Recent evidence suggests that TICs exist in a dynamic equilibrium with their microenvironments, and the TIC phenotype is tightly regulated by cell-extrinsic factors derived by their surrounding cells or the stroma. In keeping with this paradigm, inflammatory mediators, such as IL-6 and IL-8, have been found to be critically involved in the regulation of TICs and their contribution to cancer invasion and metastasis (Iliopoulos et al., 2011; Korkaya et al., 2011, 2012). Nevertheless, these observations were made in untreated and chemo-naive tumors, whereas our results suggest that, in chemo-treated tumors, ELR+ chemokines play a major role in the regulation of TICs especially those with mesenchymal-like properties. In this regard, the substantial amounts of these pro-TIC ELR+ chemokines produced by MTD-treated CAFs within the treated tumors may contribute significantly to the significant enrichment of TICs in breast cancers after neoadjuvant chemotherapy (Li et al., 2008; Creighton et al., 2009). Our study additionally suggests that this CAF ELR+ chemokine phenotype is potently induced by MTD chemotherapy but can be largely avoided by switching to LDM therapy regimens. Our study thus may not only trigger more clinical trials dedicated to comparing the effects of MTD and LDM chemotherapy on the tumor stroma and TICs and examining their efficacy in human desmoplastic cancers, but also may help the identification of the cancer patients who will most likely benefit from LDM chemotherapy to guide the design of tumor-tailored and personalized chemotherapy regimens.

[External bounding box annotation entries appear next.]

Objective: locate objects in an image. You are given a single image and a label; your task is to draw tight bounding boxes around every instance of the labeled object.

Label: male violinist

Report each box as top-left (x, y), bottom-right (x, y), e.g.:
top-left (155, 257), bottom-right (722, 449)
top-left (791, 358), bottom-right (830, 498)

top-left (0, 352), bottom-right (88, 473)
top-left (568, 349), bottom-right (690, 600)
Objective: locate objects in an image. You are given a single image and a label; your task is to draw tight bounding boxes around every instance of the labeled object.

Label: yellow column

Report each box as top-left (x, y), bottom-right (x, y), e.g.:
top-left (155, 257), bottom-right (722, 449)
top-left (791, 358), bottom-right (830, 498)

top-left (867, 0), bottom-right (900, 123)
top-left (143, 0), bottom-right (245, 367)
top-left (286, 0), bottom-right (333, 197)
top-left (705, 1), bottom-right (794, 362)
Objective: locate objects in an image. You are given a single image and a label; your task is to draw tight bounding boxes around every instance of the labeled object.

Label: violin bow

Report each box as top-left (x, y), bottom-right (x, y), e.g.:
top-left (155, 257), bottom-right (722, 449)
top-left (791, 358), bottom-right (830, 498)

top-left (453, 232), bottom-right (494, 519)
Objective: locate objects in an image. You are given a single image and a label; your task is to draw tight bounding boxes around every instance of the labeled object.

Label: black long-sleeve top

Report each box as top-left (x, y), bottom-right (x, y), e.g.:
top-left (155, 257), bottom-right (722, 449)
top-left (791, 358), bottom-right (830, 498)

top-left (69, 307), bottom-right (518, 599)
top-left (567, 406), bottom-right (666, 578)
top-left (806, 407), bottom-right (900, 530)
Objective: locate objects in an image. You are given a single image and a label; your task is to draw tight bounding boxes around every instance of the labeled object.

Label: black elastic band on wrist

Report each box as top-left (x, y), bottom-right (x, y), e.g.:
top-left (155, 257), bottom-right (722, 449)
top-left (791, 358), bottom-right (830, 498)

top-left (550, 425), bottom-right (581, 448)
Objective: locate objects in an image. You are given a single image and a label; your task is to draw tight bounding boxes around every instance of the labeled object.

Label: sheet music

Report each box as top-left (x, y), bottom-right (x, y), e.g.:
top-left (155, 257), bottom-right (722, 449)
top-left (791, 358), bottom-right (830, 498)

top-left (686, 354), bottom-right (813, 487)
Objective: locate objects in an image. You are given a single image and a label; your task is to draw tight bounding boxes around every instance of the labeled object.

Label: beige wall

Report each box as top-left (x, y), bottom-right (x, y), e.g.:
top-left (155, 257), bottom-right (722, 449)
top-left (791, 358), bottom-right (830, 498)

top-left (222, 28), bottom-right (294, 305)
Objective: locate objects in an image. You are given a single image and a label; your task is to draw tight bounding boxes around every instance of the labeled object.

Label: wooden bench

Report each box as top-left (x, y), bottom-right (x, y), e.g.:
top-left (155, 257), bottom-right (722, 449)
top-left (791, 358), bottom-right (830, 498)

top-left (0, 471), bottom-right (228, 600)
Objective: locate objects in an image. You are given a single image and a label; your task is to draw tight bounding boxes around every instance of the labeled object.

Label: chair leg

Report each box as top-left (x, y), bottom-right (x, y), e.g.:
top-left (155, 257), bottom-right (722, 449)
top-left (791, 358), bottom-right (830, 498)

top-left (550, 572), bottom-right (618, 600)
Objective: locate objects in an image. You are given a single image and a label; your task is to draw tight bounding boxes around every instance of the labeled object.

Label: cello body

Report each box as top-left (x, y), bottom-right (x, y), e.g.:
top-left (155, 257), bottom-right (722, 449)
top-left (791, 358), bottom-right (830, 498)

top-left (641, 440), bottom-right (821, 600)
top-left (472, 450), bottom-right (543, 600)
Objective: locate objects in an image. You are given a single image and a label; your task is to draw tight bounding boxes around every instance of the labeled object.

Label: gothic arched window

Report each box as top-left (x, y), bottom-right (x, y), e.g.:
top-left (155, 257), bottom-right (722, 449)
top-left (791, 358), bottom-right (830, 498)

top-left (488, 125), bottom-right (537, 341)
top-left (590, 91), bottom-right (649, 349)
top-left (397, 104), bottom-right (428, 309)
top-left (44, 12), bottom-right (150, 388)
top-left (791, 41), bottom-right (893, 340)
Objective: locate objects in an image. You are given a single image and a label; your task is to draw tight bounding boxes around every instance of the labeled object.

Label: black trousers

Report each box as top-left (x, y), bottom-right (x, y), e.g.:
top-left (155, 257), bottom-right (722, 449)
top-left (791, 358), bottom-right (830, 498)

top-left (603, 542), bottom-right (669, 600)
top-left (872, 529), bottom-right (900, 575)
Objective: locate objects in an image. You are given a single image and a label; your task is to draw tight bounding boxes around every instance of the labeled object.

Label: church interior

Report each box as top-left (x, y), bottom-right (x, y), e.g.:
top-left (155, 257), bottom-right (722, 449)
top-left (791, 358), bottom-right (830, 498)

In summary, our findings suggest that systemic chemotherapy has a significant impact on the stroma that is associated with human desmoplastic cancers that includes sustained activation of CAFs leading to pro-oncogenic and pro-TIC paracrine signaling activities. We delineated the signaling pathway that mediates this characteristic stromal response to chemotherapy and identified an effective way to attenuate it by using LDM therapy regimens. Our results lend support to the emerging paradigm that maintains that stroma-derived signals contribute to tumor pathology and suggests that LDM therapy or targeting the paracrine signaling mediated by chemo-treated CAFs may be a valid approach for improving therapeutic outcome in desmoplastic cancers.

Materials and methods

Human cancer specimens, staining, and cell isolation

Tumor specimens were excised from a cohort of 15 breast cancer patients who had not received prior chemotherapy in the Tung’s Metro-harbor Hospital, Taiwan (the TMH cohort; Table S1). The specimens were processed within 3 h of tumor removal by mechanical dissociation, enzymatic digestion, and differential centrifugation, as described previously (Tsuyada et al., 2012), followed by sequential magnetic-assisted cell sorting using antifibroblast MicroBeads and a magnetic-assisted cell-sorting Dead Cell Removal kit (Miltenyi Biotec). Fibroblasts were plated on collagen-coated tissue culture plates and maintained in DMEM (Invitrogen) supplemented with 15% FBS. Carcinoma cells were cultured in IMDM (Invitrogen) supplemented with glutamine, insulin, transferrin, selenium (all from Lonza), and 20% FBS (Tsuyada et al., 2012). Using this protocol, we were able to isolate three pairs of cognate carcinoma cells and CAFs that could be propagated for >15 passages to permit subsequent experiments. Carcinoma cells were confirmed to be aneuploid according to karyotyping. All human tissues were collected using protocols approved by the Institutional Review Boards at Tung’ Taichung Metro-harbor Hospital. Primary PDAC SP-1 cells were isolated from the malignant ascites of a patient with metastatic PDAC (a gift from Y.-S. Shan, National Cheng Kung University Hospital, Tainan, Taiwan). HCC-1954, MCF-7, HCC-1806, HCC-38, BT-474, MDA-MB-436, PANC-1, and U-937 cells (all from ATCC) and PSCs (a gift from M. Löhr, German Cancer Research Center, Heidelberg, Germany; Jesnowski et al., 2005) were cultured and propagated according to the providers’ recommendations.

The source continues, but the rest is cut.